Computer Vision
Spring 2011


Lecture slides* Szeliski Supplementary
Introduction (pdf)
Filters and scale (pdf)
Ch. 1, 3.2, 3.5
Ch. 3.5.4 (optional)
- Steerable filters [Freeman & Adelson], Sect. 1-2
- Image pyramids [Adelson & Anderson] (optional)
Image features (pdf) Ch. 4.1 - SIFT [Lowe], Sect. 1-6.2 (optional)
- Multi-image matching [Brown] (optional)
Edges and lines (pdf) Ch. 4.2-4.3 - Edge detection [Cipolla & Gee]
Introduction to cameras
and projection (pdf)
 Ch. 2.1 - Hartley & Zisserman note, p. 1-39 (optional)
- Soft introduction [Hartley & Zisserman] (optional)
Motion and warping (pdf) Ch. 8.1-8.3, 3.6 - Creating panoramas [Szeliski & Shum] (optional)
Optical flow (pdf) Ch. 8.4 - Optical flow [Wikipedia] (optional)
- Optical flow [Fleet & Weiss] (optional)
Segmentation (pdf) Ch. 5.2-5.4  
Segmentation II (pdf) Ch. 5.1 - Active Appearance Models, Sect 1-2.3
- A tutorial on PCA (optional)
Camera calibration and projective geometry (pdf) Ch. 6.1-6.3 (optional) - Projective Geometry [Mundy & Zisserman], (read  23.1-23.5, 23.10)
- Camera calibration from vanishing points [Cipolla, Drummond & Robertson] (optional)
Structure from motion and stereo vision (pdf) Ch. 7.1-7.2
Ch. 11.1-11.2
- Projective Geometry [Mundy & Zisserman] (23.11), (optional)
- Hartley & Zisserman note, p. 1-39 (optional)
Light color and 3D modeling (pdf) Ch. 2.2, 12.1-12.2, 12.7  
Recognition Ch. 14.1-14.2 (optional)  

*Note that the lecture slides are included in the curriculum.

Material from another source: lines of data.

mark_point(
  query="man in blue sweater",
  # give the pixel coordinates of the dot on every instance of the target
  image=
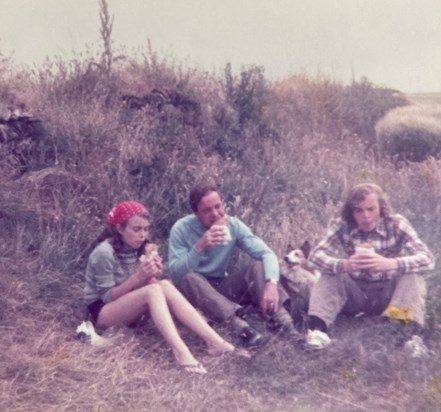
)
(200, 250)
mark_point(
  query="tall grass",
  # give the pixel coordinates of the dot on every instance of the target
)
(283, 155)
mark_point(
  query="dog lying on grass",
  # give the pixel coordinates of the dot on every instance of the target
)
(298, 279)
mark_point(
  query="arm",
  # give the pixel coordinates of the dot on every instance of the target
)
(414, 256)
(328, 256)
(183, 258)
(257, 249)
(102, 263)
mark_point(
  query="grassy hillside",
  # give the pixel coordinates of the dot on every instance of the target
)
(283, 154)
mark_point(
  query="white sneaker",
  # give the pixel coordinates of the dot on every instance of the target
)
(86, 333)
(416, 347)
(317, 339)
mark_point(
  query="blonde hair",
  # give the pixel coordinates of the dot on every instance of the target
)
(357, 194)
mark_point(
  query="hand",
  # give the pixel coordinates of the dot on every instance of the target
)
(148, 271)
(270, 298)
(214, 236)
(372, 262)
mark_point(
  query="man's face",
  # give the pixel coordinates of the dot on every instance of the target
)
(210, 209)
(367, 213)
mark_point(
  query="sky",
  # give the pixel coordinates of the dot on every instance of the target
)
(393, 43)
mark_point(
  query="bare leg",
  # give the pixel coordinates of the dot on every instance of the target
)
(191, 318)
(149, 299)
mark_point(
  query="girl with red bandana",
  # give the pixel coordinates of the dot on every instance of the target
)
(120, 289)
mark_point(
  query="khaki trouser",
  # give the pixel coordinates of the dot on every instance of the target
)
(334, 294)
(220, 298)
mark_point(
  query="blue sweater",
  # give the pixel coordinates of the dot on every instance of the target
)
(213, 262)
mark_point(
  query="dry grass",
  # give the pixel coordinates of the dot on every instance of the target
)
(284, 173)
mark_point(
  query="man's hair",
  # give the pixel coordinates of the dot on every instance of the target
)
(357, 194)
(198, 192)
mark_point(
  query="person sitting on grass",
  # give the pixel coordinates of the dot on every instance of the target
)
(372, 262)
(120, 289)
(201, 245)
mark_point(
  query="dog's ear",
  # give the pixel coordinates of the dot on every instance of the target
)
(306, 248)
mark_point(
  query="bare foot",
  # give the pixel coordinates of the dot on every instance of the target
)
(189, 363)
(194, 368)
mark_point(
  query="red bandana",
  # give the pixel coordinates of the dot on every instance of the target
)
(124, 211)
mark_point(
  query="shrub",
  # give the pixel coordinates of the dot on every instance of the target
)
(411, 133)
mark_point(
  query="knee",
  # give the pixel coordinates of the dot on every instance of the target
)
(167, 286)
(191, 279)
(152, 291)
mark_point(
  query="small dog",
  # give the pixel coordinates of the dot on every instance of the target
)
(298, 278)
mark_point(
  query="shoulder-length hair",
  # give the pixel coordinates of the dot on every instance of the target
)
(111, 233)
(198, 192)
(357, 194)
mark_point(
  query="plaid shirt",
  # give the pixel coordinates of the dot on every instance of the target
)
(394, 237)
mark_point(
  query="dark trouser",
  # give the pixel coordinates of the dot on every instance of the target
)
(220, 298)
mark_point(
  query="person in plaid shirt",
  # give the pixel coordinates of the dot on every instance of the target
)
(372, 262)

After taking the computer vision course you should be able to…

  • Filters (Szeliski 3.2)

    • Define correlation and convolution

    • Mention that convolution is associative and commutative (why is that useful?)

    • Explain the principles of superposition and shift invariance

    • Define and motivate the use of separable filters

    • Define basic filter kernels (e.g., Gaussian, Laplacian, Laplacian of Gaussian, Sobel

    • Mention typical applications of basic filters (e.g., noise removal, low- and high-pass filtering, image differentiation, and edge detection)

    • Explain the difference between a “steerable filter” and a “basis filter”

    • Define the smoothed directional derivative filter (i.e., the steerable version of the derivative of Gaussian filter)

    • Explain and motivate the use of “template matching”

  • Scale (Szeliski 3.5)

    • Explain the role of an interpolation kernel

    • Explain the role of a smoothing kernel (in the context of decimation)

    • Explain how to construct a Gaussian pyramid

    • Explain how to construct a Laplacian pyramid

    • Mention typical applications of image pyramids

  • Image features (Szeliski 4.1)

    • Explain what an “interest point” is, and what such points can be used for

    • Describe different strategies for “feature detection”, particularly how to detect corners in an image (e.g., using the Harris corner detector)

    • Explain the terms “scale invariance” and “rotational invariance”

    • Describe strategies for obtaining scale invariance and rotational invariance (e.g., automatic scale selection)

    • Describe different strategies for “feature description” (e.g., SIFT)

    • Describe the overall principle of “feature matching”

    • Describe the overall principle of RANSAC (also relevant for motion estimation)

    • Explain the role of “receiver operator characteristics”

  • Edges and lines (Szeliski 4.2-4.3)

    • Explain how to detect edges using the gradient operator

    • Explain how to detect edges using the Laplacian of Gaussian operator

    • Explain how the Canny operator works (most importantly, you should be able to describe what is meant by non-maximum suppression and hysteresis)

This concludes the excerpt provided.